Alcohol: an amount >40 g/day is defined as excessive by the Spanish Society for Community Nutrition14 (Sociedad Española de Nutrición Comunitaria; SENC) and which would correspond to greater than two to three alcoholic beverages such as bottles of beer of 330 ml, glasses of wine of 80 ml, or the standard of spirits (anis, cognac, whisky, etc).14,15
Hypertension: for comparability with other studies, this variable of HT was defined according to the criteria of the WHO16 in which systolic blood pressure (BPS) ≥160 mmHg and diastolic blood pressure (BPD) of ≥95 mmHg. To be classified as hypertensive, the patient would need to fulfil the following definition of: HT overall=HT with treatment and/or BPS >160 mmHg and/or BPD >95 mmHg.
Diabetes mellitus type II was based on the patient's known status or, following a blood chemistry result indicating glycemia >6.9 mmol/l, according to the guidelines of the ‘Expert Committee on the diagnosis and classification of diabetes mellitus’.17 Measurement of glycemia was with the glucose-oxidase (hexokinase) method on fasting (>12 h) blood using the Hitachi 917 auto-analyzer.
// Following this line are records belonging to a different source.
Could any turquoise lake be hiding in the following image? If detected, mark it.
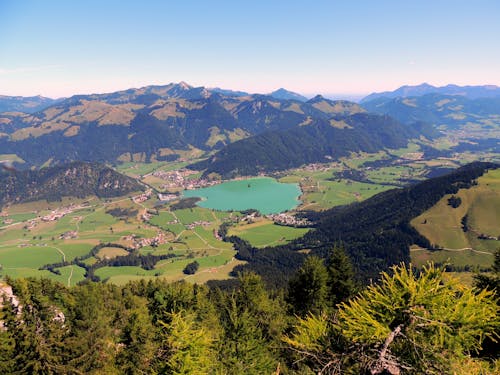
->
[183,177,301,214]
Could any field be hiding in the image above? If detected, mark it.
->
[228,219,308,247]
[0,197,239,285]
[0,144,500,285]
[411,170,500,267]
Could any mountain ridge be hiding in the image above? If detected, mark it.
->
[0,162,144,205]
[360,83,500,103]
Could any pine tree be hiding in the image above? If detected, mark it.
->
[474,248,500,295]
[284,264,500,375]
[327,245,357,307]
[288,256,328,316]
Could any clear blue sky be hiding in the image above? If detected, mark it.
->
[0,0,500,97]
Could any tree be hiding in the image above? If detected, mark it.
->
[474,248,500,295]
[337,264,500,374]
[285,264,500,375]
[327,246,357,307]
[288,256,328,316]
[216,273,286,375]
[182,260,200,275]
[160,311,217,375]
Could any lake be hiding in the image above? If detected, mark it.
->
[183,177,301,214]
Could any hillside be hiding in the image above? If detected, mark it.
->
[232,163,499,285]
[0,162,143,205]
[0,82,363,170]
[363,94,500,129]
[411,169,500,267]
[361,83,500,104]
[269,88,307,102]
[0,95,61,113]
[190,113,436,177]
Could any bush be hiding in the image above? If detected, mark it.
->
[182,260,200,275]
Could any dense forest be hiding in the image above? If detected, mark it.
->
[190,113,438,178]
[0,247,500,375]
[0,162,144,206]
[226,162,498,287]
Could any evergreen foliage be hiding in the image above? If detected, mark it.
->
[0,264,500,375]
[288,256,329,316]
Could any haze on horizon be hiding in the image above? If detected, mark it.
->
[0,0,500,97]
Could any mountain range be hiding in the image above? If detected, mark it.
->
[0,82,500,176]
[0,95,62,113]
[0,162,144,206]
[362,93,500,129]
[361,83,500,103]
[0,82,364,170]
[189,113,439,178]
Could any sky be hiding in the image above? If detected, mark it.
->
[0,0,500,98]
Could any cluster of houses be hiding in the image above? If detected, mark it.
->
[132,189,153,203]
[153,169,219,189]
[158,193,179,202]
[59,230,78,240]
[266,213,311,227]
[41,204,88,222]
[122,231,167,249]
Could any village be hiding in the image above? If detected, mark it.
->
[148,169,220,190]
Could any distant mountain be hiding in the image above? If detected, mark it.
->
[307,95,366,116]
[0,162,144,205]
[189,113,437,178]
[208,87,250,96]
[0,95,61,113]
[0,82,364,166]
[362,93,500,128]
[269,88,307,102]
[361,83,500,103]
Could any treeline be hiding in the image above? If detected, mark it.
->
[40,243,177,282]
[0,247,500,375]
[0,162,144,205]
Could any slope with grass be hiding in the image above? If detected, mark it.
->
[411,169,500,267]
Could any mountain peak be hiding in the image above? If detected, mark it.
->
[268,88,307,102]
[361,83,500,102]
[177,81,193,90]
[307,94,327,104]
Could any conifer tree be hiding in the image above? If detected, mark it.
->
[288,256,328,316]
[327,245,357,307]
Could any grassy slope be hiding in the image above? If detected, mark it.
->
[228,219,308,247]
[411,169,500,267]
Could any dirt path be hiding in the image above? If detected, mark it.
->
[47,246,66,262]
[68,266,73,286]
[410,247,493,255]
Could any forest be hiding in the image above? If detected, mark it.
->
[226,162,498,287]
[0,246,500,375]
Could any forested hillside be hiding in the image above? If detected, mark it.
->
[190,113,437,178]
[0,82,364,170]
[0,162,144,205]
[228,163,498,286]
[0,260,500,375]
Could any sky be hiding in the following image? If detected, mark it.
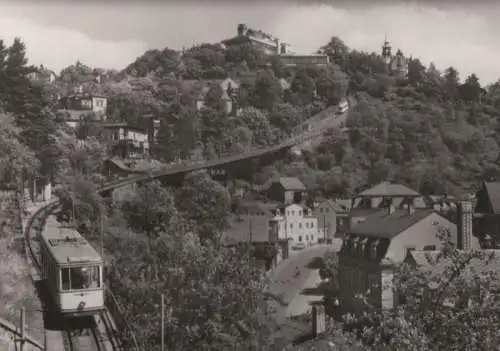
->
[0,0,500,85]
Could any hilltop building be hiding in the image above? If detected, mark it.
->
[101,123,149,158]
[181,78,240,116]
[382,39,409,77]
[264,177,307,204]
[222,24,329,66]
[58,91,108,128]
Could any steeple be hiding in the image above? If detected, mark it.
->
[382,34,392,64]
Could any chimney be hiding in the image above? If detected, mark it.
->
[457,200,472,250]
[406,199,415,216]
[387,199,396,216]
[312,303,326,337]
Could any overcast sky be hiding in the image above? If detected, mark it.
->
[0,0,500,84]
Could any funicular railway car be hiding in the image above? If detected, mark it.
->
[40,217,104,316]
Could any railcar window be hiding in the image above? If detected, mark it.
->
[61,268,70,290]
[62,266,101,290]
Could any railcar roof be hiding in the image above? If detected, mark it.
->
[42,216,101,264]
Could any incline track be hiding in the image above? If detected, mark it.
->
[20,106,345,351]
[24,201,122,351]
[100,106,348,192]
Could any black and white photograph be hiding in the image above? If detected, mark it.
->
[0,0,500,351]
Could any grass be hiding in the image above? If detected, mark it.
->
[0,193,43,341]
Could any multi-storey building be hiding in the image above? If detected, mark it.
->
[313,199,349,242]
[222,24,329,66]
[101,123,149,158]
[58,93,108,128]
[265,177,307,204]
[182,78,240,115]
[225,202,318,247]
[339,197,479,313]
[349,182,425,227]
[382,40,409,77]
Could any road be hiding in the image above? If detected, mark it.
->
[269,245,340,323]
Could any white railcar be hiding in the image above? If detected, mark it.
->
[40,216,104,315]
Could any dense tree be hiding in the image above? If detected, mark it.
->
[176,172,230,241]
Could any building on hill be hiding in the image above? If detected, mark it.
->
[339,201,479,313]
[101,123,149,158]
[313,199,349,242]
[349,182,425,232]
[58,93,108,128]
[382,39,409,77]
[224,201,318,258]
[474,182,500,249]
[264,177,307,204]
[222,24,330,66]
[181,78,240,115]
[29,65,57,83]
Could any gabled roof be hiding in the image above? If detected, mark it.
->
[319,199,347,213]
[271,177,307,191]
[356,182,420,197]
[484,182,500,213]
[349,209,434,239]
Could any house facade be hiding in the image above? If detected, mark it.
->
[313,199,349,241]
[182,78,240,116]
[58,93,108,128]
[266,177,307,204]
[473,182,500,249]
[225,201,318,250]
[102,123,149,158]
[222,24,330,66]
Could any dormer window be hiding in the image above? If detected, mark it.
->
[370,240,380,259]
[351,237,359,252]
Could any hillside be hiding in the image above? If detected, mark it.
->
[42,32,500,196]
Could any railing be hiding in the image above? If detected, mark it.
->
[23,201,143,351]
[0,318,44,350]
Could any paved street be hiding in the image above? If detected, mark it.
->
[270,245,340,322]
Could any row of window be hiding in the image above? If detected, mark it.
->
[299,234,314,243]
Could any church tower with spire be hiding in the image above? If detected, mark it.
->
[382,35,392,65]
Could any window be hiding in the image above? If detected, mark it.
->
[406,247,415,256]
[61,266,101,290]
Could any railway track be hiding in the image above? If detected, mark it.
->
[24,201,123,351]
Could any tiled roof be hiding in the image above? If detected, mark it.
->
[320,199,347,213]
[484,182,500,213]
[278,177,307,190]
[356,182,420,197]
[349,209,434,238]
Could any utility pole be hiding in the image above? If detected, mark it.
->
[161,294,165,351]
[19,307,26,351]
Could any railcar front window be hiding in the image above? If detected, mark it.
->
[62,266,101,290]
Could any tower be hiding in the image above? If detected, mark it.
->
[457,200,473,250]
[382,35,392,64]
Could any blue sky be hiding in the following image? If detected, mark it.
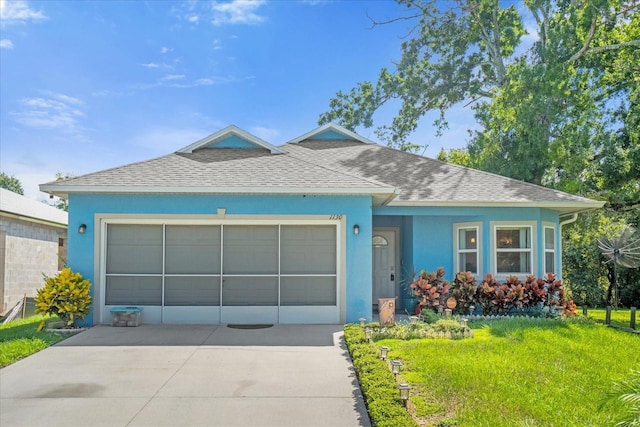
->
[0,0,480,200]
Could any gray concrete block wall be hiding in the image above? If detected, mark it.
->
[0,218,66,312]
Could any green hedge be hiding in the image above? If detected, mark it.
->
[344,325,417,427]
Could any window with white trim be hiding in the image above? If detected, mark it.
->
[493,224,535,275]
[544,226,556,273]
[454,222,482,275]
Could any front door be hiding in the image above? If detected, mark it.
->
[372,229,398,305]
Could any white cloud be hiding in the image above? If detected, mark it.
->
[211,0,267,26]
[161,74,186,81]
[0,0,47,25]
[10,92,85,133]
[249,126,280,144]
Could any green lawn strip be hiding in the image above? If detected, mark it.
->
[376,319,640,427]
[577,308,640,328]
[0,316,69,368]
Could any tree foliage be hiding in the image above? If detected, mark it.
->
[0,172,24,196]
[320,0,640,304]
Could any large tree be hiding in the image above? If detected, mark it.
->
[320,0,640,303]
[0,172,24,196]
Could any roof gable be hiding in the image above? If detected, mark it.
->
[287,123,375,144]
[177,125,284,154]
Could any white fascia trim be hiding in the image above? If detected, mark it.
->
[177,125,285,154]
[287,123,376,144]
[40,184,395,196]
[387,200,605,213]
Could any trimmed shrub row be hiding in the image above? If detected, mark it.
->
[344,325,417,427]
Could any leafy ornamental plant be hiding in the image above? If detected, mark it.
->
[35,267,91,330]
[410,267,449,314]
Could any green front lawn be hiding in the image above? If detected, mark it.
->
[0,316,69,368]
[364,319,640,427]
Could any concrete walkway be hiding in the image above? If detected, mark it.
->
[0,325,371,427]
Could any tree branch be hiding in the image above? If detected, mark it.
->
[569,15,598,62]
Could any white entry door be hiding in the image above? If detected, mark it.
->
[372,228,399,304]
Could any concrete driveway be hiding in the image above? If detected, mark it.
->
[0,325,371,427]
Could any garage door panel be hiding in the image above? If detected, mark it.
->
[223,226,278,274]
[280,225,336,274]
[164,276,220,306]
[280,277,336,306]
[165,225,221,274]
[222,276,278,306]
[105,276,162,305]
[107,224,162,274]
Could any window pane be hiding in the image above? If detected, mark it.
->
[223,225,278,274]
[458,252,478,274]
[544,252,555,273]
[458,228,478,249]
[164,276,220,305]
[544,227,556,249]
[107,224,162,274]
[280,225,336,274]
[222,276,278,305]
[165,225,220,274]
[496,252,531,273]
[496,227,531,249]
[105,276,162,305]
[280,277,336,305]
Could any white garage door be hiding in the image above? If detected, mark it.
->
[103,223,340,324]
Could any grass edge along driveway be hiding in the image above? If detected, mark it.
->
[345,318,640,427]
[0,316,70,368]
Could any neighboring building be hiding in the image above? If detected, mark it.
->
[0,188,67,313]
[40,124,602,324]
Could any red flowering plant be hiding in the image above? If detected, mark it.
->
[410,267,449,314]
[451,271,478,314]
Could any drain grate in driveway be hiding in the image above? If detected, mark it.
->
[227,324,273,329]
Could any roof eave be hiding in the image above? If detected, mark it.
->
[40,184,395,202]
[387,200,605,214]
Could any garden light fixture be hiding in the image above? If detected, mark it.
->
[398,383,411,405]
[391,359,402,375]
[380,345,390,360]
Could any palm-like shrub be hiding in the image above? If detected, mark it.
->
[35,267,91,327]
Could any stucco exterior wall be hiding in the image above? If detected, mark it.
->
[0,217,67,313]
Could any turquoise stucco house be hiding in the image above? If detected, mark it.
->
[40,124,602,324]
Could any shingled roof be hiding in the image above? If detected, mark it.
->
[41,124,602,213]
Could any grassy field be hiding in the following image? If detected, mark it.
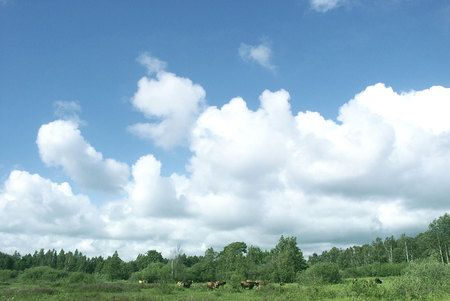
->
[0,277,450,301]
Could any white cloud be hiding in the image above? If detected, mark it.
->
[36,120,129,193]
[0,81,450,259]
[0,170,103,236]
[239,43,276,71]
[53,101,81,124]
[128,57,206,148]
[126,155,185,217]
[310,0,343,12]
[137,52,167,74]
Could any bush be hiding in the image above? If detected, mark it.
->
[68,272,95,284]
[392,259,450,299]
[130,262,165,283]
[0,270,18,282]
[298,262,342,285]
[342,262,408,278]
[19,266,69,282]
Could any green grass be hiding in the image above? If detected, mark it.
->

Hypercholesterolemia defined as ≥6.2 mmol/l according to the criteria of the ‘Second Report of the Expert Panel on Detection, Evaluation and Treatment of High Blood Cholesterol in Adults’.18 Measurement was performed on fasting (>12 h) plasma using enzymatic methods in the Hitachi 917 auto-analyzer. To avoid excluding patients whose values corresponded to normal but were the result of hypolipemic therapy, the following criterion was used: total hypercholesterolemia (Tc) >6.2 mmol/l and/or hypercholesterolemia alone with treatment.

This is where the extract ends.